Buffett adds to his position
Berkshire Hathaway recently announced that it has increased its holdings in the five major Japanese trading companies (sogo shosha) to around 8% of the outstanding shares. Its biggest position is in Mitsubishi Corp, which I regard as by far the best of the group.
what the sogo shosha are
It’s a little complicated…
Feudal Japan was ruled by an emperor, with his military leader, the shogun, as his number two. In the early seventeenth century, shogun Tokugawa Ieyasu seized control and established Edo (Tokyo) as the new capital. He kept the feudal barons in check by demanding that they provide family hostages and samurai troops to reside under his control in Tokyo. The samurai had nothing much to do, so they started businesses that evolved in to the powerful industrial conglomerates (zaibatsu) of the pre-WWII era.
Post WWII, the zaibatsu were officially disbanded by the US occupying forces for their role in carrying out the war. In practical terms, though, only the name disappeared. The industrial groups, and their commercial and social relationships, remained intact, but now known as keiretsu. At the heart of each is a bank and a trading company (sogo shosha) that are interfaces between the group and the world outside Japan. The trading company acquires raw materials for its keiretsu and helps distribute its products, in the same way the bank provides financing. Trading companies also act to some degree as national champions, taking on the obligation of acquiring natural gas, for example, for the country as a whole.
the samurai angle
I began investing in Japan in 1986. One of the first brokers I met was a former academic whose field of studies had been Japanese culture. In his (strong) opinion, the key to understanding the keiretsu was through samurai training manuals. One of his favorite illustrations was the slogan “Stamp your feet loudly and walk through a wall of iron.” The idea was that given a focused mind and strength of will, the laws of physics and economics mean nothing…and will wilt before samurai determination.

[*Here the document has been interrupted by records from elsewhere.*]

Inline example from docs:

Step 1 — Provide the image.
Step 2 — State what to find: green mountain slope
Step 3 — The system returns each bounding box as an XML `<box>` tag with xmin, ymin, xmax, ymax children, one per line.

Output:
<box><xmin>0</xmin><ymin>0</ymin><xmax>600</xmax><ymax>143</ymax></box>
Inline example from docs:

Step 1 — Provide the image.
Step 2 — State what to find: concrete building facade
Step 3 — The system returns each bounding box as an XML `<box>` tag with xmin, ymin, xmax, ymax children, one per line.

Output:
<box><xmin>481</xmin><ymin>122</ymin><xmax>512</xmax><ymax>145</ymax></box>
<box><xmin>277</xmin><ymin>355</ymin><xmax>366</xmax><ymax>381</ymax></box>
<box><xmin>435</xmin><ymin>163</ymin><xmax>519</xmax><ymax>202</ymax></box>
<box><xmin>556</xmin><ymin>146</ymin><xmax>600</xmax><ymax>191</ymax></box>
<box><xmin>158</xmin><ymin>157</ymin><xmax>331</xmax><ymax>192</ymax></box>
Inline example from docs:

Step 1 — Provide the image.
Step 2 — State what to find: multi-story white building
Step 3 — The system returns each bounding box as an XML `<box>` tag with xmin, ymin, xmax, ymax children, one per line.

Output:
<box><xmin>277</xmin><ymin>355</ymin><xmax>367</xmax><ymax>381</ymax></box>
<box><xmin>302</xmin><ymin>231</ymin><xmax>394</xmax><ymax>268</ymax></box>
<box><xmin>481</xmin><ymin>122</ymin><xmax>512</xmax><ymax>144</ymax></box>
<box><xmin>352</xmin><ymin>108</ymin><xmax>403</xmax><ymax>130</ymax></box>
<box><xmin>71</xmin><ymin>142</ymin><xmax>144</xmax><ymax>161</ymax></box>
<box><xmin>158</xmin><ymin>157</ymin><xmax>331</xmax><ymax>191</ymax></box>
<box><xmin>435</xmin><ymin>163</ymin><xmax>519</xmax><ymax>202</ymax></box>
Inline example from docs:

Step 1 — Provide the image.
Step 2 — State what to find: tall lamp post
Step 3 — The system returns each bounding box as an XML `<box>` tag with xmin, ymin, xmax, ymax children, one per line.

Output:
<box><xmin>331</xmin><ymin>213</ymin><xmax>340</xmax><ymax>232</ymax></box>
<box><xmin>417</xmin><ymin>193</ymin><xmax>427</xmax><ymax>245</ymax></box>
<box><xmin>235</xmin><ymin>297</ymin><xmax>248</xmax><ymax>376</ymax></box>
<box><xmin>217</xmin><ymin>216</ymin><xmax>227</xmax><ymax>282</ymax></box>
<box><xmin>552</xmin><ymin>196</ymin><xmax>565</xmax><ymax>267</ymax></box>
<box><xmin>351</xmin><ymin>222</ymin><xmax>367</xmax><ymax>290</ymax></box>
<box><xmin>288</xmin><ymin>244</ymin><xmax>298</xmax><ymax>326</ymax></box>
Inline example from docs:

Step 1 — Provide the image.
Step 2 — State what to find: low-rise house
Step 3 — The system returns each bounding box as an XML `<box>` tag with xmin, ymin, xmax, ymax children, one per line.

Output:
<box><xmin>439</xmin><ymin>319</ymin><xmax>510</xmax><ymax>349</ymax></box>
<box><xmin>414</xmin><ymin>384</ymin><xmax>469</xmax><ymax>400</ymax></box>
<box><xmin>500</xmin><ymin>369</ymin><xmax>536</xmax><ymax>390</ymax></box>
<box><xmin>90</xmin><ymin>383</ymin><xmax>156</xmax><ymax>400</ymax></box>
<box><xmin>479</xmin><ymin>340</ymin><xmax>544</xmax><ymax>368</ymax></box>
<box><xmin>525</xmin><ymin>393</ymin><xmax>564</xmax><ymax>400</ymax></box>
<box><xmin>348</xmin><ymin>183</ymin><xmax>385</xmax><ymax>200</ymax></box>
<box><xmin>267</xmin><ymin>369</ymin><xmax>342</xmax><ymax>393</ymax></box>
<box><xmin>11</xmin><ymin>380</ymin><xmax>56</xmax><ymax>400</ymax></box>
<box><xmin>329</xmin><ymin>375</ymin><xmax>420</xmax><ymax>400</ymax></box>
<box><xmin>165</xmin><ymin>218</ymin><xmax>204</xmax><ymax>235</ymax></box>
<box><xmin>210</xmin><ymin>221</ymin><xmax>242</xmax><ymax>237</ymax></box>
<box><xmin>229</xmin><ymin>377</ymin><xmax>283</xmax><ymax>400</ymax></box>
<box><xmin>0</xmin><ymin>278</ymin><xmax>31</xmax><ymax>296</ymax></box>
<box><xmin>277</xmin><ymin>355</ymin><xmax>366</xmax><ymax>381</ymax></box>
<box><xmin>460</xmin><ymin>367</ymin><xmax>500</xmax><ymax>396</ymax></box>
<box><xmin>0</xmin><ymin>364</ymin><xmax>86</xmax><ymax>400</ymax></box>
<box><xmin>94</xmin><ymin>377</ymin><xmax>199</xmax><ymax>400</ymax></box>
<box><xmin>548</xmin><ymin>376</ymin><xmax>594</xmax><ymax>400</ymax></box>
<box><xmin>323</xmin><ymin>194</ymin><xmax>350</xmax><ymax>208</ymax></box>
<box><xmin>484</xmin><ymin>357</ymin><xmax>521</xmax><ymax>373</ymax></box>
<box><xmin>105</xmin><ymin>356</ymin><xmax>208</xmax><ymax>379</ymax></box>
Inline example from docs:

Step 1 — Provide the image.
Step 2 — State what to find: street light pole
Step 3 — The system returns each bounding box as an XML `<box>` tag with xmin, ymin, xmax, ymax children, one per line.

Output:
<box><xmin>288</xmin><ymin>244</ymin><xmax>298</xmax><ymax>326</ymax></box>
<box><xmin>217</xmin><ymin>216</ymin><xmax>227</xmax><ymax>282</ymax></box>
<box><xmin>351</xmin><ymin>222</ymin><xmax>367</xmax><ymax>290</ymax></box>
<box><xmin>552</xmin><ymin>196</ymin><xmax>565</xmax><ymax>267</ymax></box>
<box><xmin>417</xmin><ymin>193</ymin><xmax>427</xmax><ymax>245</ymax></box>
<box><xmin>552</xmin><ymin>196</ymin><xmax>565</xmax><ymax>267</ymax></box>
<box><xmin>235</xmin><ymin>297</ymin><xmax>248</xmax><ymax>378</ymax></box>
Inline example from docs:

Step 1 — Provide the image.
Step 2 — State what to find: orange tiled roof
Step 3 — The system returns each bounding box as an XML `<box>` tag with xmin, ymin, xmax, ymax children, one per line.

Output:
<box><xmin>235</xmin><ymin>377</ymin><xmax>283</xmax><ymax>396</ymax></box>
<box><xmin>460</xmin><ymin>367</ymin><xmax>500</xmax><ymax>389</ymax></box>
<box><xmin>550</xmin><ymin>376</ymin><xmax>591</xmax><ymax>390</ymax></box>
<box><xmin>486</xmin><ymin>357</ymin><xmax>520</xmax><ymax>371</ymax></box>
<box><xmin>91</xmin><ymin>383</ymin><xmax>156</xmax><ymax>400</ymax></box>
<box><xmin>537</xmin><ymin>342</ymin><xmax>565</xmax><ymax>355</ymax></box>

I thought he’d spent a little too much time in the library. But as I learned more I began to realize he was absolutely correct.
In the case of the trading companies, this means they are not economic profit maximizers, as they might be if they were in the US. They are the service arms of the keiretsu they are members of. Their main job is to maximize the profits of the group manufacturing companies.
what I think Buffett is doing
In old school Japan, companies cemented a business or banking relationship they were establishing by buying shares in each other’s firm. Such relationship shares symbolized the relationship and were not intended to be traded. I think this is, at least in part, what Berkshire is doing–greasing the wheels for Berkshire-controlled companies to do business with the keiretsu, and with the trading companies in particular.
About 15 years ago I asked the then chairman of Mitsubishi Corp, whom I considered to be a savvy executive, if he would ever consider consolidating his 400+ main subsidiaries (given that the span of control was impossibly wide). His body-language reaction was that only a crazy foreigner could entertain such a lunatic thought.
That was back then. Buffett may think the shareholdings give him a better chance of acquiring stray trading company subsidiaries that will complement companies he now controls. I think this makes sense. The much bigger prize, in my opinion, would be the value created by the trading companies breaking up into more focused units. In my day, this was unthinkable. But maybe things have changed.